Your Story is Not Our Story

Yeah, this works.
Tonight is supposed to be the character creation session for my major, in-person The King is Dead playtest campaign. My goal is to run it a bit differently from normal. I want everybody to sit on the comfy couches, share some snacks and booze, and pitch characters to each other. I want the character creation to be collaborative, but also keep a light touch. I’m going to deliberately discourage deep, involved backstories for the characters and instead encourage light, flexible character histories.

As a very improvisational GM, one of the great joys of multi-player games for me is seeing the story emerge from the actions of the players. I love being the audience for the unpredictable results that come from the players collaborating to defeat challenges and taking turns in the spotlight.
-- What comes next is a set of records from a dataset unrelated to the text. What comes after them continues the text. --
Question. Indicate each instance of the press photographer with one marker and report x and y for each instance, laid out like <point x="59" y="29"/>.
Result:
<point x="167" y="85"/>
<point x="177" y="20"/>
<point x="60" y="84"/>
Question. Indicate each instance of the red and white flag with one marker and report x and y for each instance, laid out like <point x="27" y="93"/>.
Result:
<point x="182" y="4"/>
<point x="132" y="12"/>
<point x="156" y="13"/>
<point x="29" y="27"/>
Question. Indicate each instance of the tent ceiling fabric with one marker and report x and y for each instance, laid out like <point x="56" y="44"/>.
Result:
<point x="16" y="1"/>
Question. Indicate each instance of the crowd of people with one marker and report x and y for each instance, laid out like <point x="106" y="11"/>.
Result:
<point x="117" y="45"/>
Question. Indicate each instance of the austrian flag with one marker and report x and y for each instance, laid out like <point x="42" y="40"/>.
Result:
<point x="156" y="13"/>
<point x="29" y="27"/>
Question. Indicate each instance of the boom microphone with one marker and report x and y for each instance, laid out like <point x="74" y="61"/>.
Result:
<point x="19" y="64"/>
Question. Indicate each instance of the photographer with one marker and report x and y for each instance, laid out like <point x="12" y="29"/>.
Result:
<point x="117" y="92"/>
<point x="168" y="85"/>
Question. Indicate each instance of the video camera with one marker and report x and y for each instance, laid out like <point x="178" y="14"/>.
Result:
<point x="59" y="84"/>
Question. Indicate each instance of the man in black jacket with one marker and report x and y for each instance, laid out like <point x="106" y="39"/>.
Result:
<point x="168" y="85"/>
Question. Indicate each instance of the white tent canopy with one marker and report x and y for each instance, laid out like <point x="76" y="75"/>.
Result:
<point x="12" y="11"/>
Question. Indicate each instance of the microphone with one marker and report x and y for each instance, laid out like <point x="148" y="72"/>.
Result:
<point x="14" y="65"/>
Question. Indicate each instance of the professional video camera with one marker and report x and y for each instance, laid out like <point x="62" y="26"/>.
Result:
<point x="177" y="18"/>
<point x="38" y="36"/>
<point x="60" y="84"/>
Dramatic, epic, lengthy backstories for PCs screw this up. I hate them.

I don’t mind characters with motivations. I don’t mind characters with histories. I might argue that keeping the concept short and sweet is best because you don’t really know a character until you play them, but I know some people who can’t stop writing until they’ve got a page full of origin story. That’s fine if that character history informs who the character is at the start of play.

It sucks if that history is supposed to dictate what happens next.

I may not be one of those frustrated novelist GMs who wants to tell a very specific story from beginning to end – railroading players along the way – but I still want to run the game I want to run. I still want the freedom to throw in the political events and monster attacks that sound fun to me. I don’t want to run your frustrating novel.

I don’t want to see the choices other players make constrained by your backstory. I don’t want to see the communal narrative at the table hijacked by something you wrote on your own. You don’t get to impose your epic Mary Sue quest on everybody else.

What constitutes a flexible, group-centered backstory and what makes a character history a black hole of selfish conceit is going to be different from group to group and player to player. Hell, I can think of players in the same group who spent almost the same amount of effort on backstory, but one used it as a springboard for why the character was on the group's adventure and the other used it as a way to turn the group's adventure into his own. I suppose the simplest way to put it is "don't plot:"
  • Set goals for your character but don't plot his story.
  • Leave gaps to be filled in during play, but don't make your past a riddle for everyone else to solve.  
  • Be prepared to abandon your plot points; your story is not our story.
Now to see if I can actually put this into practice...


  1. This is a good way to get good character pitches without writing the whole plot.